To get the cells at the top of each column recognised as a ‘header cell’ it is possible to drag a box over the cells you wish to change while the reading order menu is open. Once you have done this right click within those cells, you will then see these options:
If you wish to change the value of these cells from ‘data’ to ‘header’ cells, select ‘table cell properties and you will open the window below.
You can simply change the value of the cells from here by selecting ‘Header cell’. After doing this the ‘header cells’ will be differentiated from the ‘data cells’ by their background colour.
Another way to check for cell properties is to right click within the table and select ‘Table editor options’.
You will then have the option of having ‘cell type’ to be labelled.
By selecting this option the table will then display like this, with ‘TH’ showing for ‘Table Header’ cells and ‘TD’ for ‘Table Data’:
You can also change the colour highlighting scheme within your table within the ‘table editor options’.
When using tables the advice is to try and keep the table layout as simple as is possible to convey the information. More complex tables require more knowledge and time to make them accessible.
Digital Accessibility advisors Level Access have put together guidance specifically concerning the tagging of complex tables.

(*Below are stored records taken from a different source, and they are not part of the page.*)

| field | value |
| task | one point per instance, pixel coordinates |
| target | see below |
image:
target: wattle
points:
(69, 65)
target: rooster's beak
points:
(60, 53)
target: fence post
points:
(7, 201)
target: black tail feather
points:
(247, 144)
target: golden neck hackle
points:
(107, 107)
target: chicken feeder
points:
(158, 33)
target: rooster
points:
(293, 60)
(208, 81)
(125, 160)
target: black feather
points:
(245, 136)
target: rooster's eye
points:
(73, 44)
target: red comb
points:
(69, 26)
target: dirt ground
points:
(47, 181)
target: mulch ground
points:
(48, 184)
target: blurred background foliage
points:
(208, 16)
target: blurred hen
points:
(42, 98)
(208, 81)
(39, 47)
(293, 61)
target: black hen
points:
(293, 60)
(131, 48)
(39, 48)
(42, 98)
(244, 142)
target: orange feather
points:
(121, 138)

If headers have already been correctly set up prior to the document being exported to PDF this will help deal with the potential of this issue arising.

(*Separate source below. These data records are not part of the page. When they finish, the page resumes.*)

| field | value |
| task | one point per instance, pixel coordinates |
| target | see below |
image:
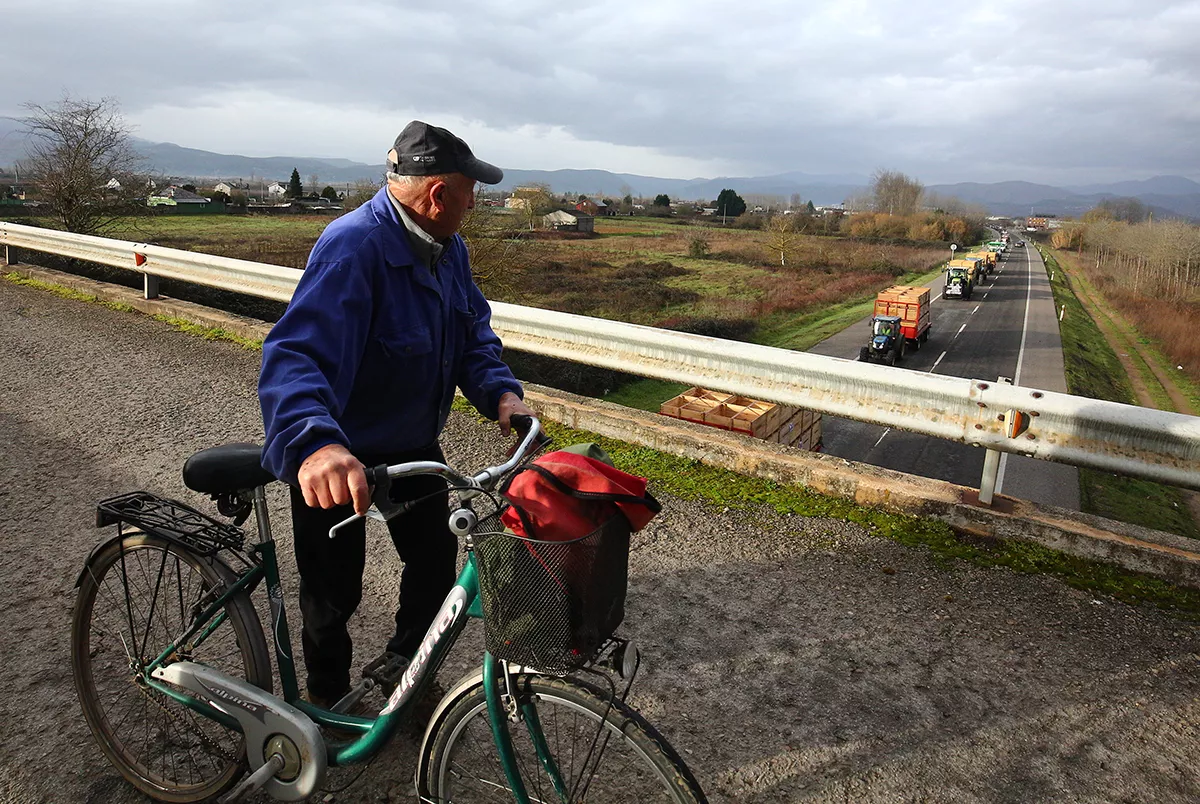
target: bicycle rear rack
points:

However, if a PDF fails the ‘Headings – appropriate nesting’ element of the accessibility check this can be corrected within the PDF document.
Firstly expand the Headings information in the left hand accessibility report, which will then show the ‘elements’ in the document which need checking:
Highlight the element you want to investigate, and then select ‘show in tags panel’:
The first heading in a PDF document must always be a Level 1 heading.
In the case above the document has taken issue with a heading on the title page which is a ‘Level 3 Heading’, the previous heading to this in the document is a ‘Level 1 Heading’. An accessible document does not permit for Heading levels to be skipped, therefore this ‘Level 3 Heading’ will have to be changed to ‘Level 2’.
To do this right click on the Heading which needs changing, and select Properties at the bottom of the ‘menu’ options:
You will then be able to alter the heading level, in this case we are changing it from Level 3 to Level 2:
Once you have made changes run the accessibility check again, and if the headings are now accessible your document will pass this check.
Bookmarks are considered necessary for documents over 20 pages long.
If after running the accessibility check the ‘Bookmarks’ test comes back as having 'failed', you can address this by doing the following.
First right click on the Bookmarks result in the left hand margin of the PDF and select ‘Fix’:
A list of structure elements will appear from which Bookmarks can be formed. For a basic document it is suggested to use Headings, there are two Headings options ‘H1’ and ‘H2’. You can select both by holding the Control button.
Select ‘OK’ when you have made your selection. You will then be able to view bookmarks in the bookmark tab along the left hand pane:
The top bookmark will be a generic one which has been auto-generated.
First highlight all of the bookmarks below the top one and move them up ‘one level’. Then delete the top automatically generated bookmark by right clicking on it and then selecting ‘delete’:
All of the bookmarks are now identically nested, with relations between them not shown. To rectify this select a sub-bookmark which should be nested below a primary one (in this case bookmark 1.1 which sits beneath bookmark 1) and drag your mouse until the arrow indicates that it will be nested below the bookmark above:
The bookmark will then appear like this:
A video tutorial on this topic is available on YouTube.
Screen readers can experience difficulty in decoding mathematical and scientific symbols and equations. LaTeX, the commonly used markup language, unfortunately does not work directly with screen reader technology. In these cases it is advised to convert LaTeX to MathML or to an image which can be given an ALT tag.